Under the heading Telefonica Brasil Improperly Accounted for its Purchase of World Cup and Confederations Cup Tickets and Related Hospitality for Government Officials, the order states:
“The total cost for the World Cup ticket purchase was approximately $5.1 million and was paid in three installments in 2012, 2013, and 2014. Telefônica Brasil booked the first two installment payments for the World Cup tickets as “Publicity Institutional Events” and the third installment payment as “Advertising & Publicity” (the third payment was not also booked as “Publicity Institutional Events” because of a change in accounting codes at the company). It booked the hospitality provided for the World Cup as “Advertising & Publicity.”
The total cost for the Confederations Cup ticket purchase was approximately $428,000 and was paid in two installments in 2013. Telefônica Brasil booked the two installment payments for the Confederations Cup tickets as “Publicity Institutional Events” and booked the hospitality provided for the event as “Advertising & Publicity.”

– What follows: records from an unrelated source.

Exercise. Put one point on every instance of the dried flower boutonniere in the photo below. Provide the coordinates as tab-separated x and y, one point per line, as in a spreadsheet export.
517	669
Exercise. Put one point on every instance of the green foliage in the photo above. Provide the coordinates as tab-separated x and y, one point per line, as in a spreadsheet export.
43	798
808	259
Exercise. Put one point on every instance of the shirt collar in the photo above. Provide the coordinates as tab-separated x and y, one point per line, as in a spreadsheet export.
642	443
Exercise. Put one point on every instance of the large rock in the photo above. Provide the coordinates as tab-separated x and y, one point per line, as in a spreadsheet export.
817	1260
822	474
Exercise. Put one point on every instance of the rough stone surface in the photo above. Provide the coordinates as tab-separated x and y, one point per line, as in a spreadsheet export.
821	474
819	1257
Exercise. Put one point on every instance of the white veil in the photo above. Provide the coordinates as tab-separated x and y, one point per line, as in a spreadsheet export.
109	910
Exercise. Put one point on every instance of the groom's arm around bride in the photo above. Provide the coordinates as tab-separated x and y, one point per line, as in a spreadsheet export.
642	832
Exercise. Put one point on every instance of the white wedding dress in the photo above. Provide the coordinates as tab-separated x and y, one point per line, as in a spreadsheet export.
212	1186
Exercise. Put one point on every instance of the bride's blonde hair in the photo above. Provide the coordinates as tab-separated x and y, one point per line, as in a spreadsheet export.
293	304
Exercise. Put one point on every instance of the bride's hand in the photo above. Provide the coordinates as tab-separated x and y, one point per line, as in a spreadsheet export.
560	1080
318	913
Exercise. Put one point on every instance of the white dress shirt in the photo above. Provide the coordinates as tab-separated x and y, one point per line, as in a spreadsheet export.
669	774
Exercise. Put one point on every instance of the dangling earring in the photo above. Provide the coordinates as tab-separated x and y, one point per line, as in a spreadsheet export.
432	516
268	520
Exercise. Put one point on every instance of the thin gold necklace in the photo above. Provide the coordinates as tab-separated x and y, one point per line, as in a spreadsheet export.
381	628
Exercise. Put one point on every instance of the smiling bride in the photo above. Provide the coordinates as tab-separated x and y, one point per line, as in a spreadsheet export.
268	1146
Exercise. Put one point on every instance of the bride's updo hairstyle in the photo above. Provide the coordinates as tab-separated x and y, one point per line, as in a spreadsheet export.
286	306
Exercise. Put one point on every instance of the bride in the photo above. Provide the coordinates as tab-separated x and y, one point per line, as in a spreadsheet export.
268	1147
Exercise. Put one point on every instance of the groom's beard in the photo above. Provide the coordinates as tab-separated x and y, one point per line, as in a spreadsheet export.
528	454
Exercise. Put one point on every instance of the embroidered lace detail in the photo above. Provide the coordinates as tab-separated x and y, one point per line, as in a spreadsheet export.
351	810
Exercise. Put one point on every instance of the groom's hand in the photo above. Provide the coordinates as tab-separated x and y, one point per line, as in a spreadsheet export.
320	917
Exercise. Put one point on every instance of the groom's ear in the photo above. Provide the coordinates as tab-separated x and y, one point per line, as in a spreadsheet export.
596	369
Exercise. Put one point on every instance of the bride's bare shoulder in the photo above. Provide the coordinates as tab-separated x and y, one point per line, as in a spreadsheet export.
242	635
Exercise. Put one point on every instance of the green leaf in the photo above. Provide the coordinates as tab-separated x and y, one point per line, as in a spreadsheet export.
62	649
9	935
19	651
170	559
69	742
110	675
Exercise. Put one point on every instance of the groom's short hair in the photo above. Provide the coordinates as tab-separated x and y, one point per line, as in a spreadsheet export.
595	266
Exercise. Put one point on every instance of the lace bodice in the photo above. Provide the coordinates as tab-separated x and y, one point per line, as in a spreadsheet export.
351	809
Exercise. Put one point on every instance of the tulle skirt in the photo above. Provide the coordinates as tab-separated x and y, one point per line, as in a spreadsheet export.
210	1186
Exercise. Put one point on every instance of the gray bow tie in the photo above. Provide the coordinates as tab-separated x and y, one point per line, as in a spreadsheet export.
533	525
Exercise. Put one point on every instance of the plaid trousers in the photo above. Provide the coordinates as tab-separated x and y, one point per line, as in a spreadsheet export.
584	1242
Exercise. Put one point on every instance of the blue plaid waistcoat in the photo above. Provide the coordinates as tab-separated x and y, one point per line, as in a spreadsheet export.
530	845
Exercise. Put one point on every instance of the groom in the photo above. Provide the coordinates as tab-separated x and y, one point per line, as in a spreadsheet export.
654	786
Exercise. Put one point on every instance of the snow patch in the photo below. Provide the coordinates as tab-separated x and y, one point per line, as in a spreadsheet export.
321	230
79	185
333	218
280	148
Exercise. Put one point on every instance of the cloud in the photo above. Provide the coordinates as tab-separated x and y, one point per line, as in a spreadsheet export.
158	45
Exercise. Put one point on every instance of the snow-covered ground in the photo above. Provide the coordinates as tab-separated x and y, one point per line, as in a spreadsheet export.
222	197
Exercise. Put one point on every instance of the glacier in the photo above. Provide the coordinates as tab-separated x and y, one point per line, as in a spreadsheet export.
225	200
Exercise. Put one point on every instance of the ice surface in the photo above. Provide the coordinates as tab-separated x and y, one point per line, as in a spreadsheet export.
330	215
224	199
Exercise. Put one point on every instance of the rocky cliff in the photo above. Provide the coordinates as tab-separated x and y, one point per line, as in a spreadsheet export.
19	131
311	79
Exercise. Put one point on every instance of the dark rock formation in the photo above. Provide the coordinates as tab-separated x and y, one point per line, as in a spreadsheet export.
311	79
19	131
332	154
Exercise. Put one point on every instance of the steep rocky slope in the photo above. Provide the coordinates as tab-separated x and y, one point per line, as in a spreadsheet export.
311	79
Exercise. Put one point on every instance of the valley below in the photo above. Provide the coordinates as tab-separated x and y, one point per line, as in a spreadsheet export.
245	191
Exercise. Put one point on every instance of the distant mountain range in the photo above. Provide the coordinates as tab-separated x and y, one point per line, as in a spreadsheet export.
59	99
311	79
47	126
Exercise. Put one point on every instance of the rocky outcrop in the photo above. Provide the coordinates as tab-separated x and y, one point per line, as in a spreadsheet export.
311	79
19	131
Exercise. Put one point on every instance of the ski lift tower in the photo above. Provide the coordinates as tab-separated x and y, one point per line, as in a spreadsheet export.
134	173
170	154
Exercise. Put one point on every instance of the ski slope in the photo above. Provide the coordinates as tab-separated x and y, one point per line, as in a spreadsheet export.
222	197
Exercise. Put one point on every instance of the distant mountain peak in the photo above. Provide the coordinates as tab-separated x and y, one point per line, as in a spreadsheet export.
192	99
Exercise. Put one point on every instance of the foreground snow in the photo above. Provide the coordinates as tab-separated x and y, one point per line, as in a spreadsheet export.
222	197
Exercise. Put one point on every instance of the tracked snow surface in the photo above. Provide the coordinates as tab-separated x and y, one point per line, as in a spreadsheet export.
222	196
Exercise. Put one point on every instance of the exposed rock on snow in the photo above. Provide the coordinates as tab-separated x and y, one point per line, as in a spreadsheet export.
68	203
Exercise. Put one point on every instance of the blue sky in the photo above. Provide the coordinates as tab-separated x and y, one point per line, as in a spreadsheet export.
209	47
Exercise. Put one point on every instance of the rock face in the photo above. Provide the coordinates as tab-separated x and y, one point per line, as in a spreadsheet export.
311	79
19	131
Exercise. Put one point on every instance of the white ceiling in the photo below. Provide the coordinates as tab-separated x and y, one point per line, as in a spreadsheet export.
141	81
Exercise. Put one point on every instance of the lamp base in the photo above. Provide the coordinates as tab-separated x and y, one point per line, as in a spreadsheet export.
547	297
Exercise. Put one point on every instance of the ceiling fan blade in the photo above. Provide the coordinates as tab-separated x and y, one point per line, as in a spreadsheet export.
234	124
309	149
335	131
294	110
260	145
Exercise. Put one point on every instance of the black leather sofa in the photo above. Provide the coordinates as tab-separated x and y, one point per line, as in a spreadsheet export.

Telefônica Brasil failed to properly characterize the purchase of tickets and related hospitality that were given to government officials. It recorded the purchases and hospitality as being for general advertising and publicity purposes when in fact those tickets and related hospitality were given to government officials. As such, Telefônica Brasil’s books and records did not, in reasonable detail, accurately and fairly reflect the transactions and dispositions of the company’s assets.”
Based on the above findings, the SEC found that Telefonica Brasil violated the FCPA’s books and records provisions “by improperly recording the purchase of tickets and hospitality that were given to government officials” and internal controls provisions “by failing to devise and maintain sufficient internal accounting controls to detect and prevent the making of improper payments to foreign officials.”
Under the heading Telefonica Brasil’s Remedial Efforts and Cooperation, the order states:
“In determining to accept the Offer, the Commission considered remedial acts promptly undertaken by Respondent and cooperation afforded the Commission staff. Telefonica Brasil’s remediation included enhancing its internal accounting controls and compliance functions, and adopting a new anti-corruption policy and compliance structure. Telefônica Brasil’s cooperation included timely sharing of facts developed during the course of an internal investigation by its board and voluntarily producing and translating documents.
As noted in this SEC release :
“Without admitting or denying the findings, Telefônica agreed to a cease-and-desist order and to pay a $4,125,000 civil money penalty. In determining to accept the offer, the SEC considered Telefônica’s cooperation and remedial acts.”
This is not the first time the SEC has dinged a foreign company in connection with hosting foreign officials at a sporting event. (See here  for the $25 million 2015 FCPA enforcement action against BHP Billiton in connection with its sponsorship of the 2008 Summer Olympics in Beijing.